Clinical-Epidemiological Characteristics of Patients Undergoing Laparoscopic Cholecystectomy and its Relationship With the Parkland Classification.
Author:
Cervantes Pablo Meneses1, Portales Marisol Ramos1, García Margarita García2, Macías Monserrat Tapia3, Hernández Juan Carlos Sainz4
Affiliation:
1. General Surgery, Institute for Social Security and Services for State Workers. Regional Hospital, Leon, Guanajuato 2. General and Laparoscopic Surgery, Hospital Angeles Health System "Londres" Clinic/Español" Hospital, Mexico City 3. General Medicine, Autonomous University of San Luis Potosi, San Luis Potosi 4. Colon and Rectal Surgery, Institute for Social Security and Services for State Workers. Regional Hospital, Leon, Guanajuato
Abstract
Abstract
Introduction: Biliary stone disease is the most common condition that affects the gallbladder and biliary tree. The Parkland Cholecystitis Scale (PCS) is a tool for staging the severity of gallbladder disease using intraoperative imaging.
The main objective of this study is to describe the clinical-epidemiological characteristics of patients undergoing laparoscopic cholecystectomy (LC) in the period from March 2018 to December 2021, with the secondary objective being to investigate whether there is a relationship between the presence of presurgical leukocytosis and grades 3, 4 and 5 in the PCS.

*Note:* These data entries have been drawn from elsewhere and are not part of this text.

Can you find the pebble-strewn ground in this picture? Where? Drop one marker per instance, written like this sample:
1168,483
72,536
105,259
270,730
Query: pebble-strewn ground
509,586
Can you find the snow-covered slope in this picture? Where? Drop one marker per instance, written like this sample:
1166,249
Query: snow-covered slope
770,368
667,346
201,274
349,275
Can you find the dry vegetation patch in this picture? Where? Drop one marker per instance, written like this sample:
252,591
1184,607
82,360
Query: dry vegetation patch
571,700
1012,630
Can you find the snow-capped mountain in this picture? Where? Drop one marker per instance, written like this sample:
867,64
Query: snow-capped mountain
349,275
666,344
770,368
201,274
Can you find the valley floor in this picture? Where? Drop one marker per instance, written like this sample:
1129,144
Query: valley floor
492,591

Methods: This is a cross-sectional and single center study, which exhaustively analyze patients undergoing LC at the Institute of Security and Social Services of State Workers (ISSSTE by its acronym in Spanish) León Regional Hospital, in the period from March 2018 to December 2021.
Results: A total of 289 patients were included in the study of which 214 (74%) were female and 75 (26%) were male, with a mean age of 50 ± 5.7 years. It was identified that being male, type 2 diabetes mellitus, as well as the presurgical presence of leukocytosis (≥ 10x 109/L), hyperbilirubinemia (total bilirubin ≥ 1.2 mg/dl), thickened gallbladder wall reported by ultrasound (≥ 4 mm), and bile duct dilation (> 6 mm) showed a statistically significant association with difficult cholecystectomies.
Conclusion: It is essential to use different rescue tools or even consider converting to open surgery when faced with a patient with these characteristics to avoid an unfavorable outcome in patients with difficult cholecystectomy.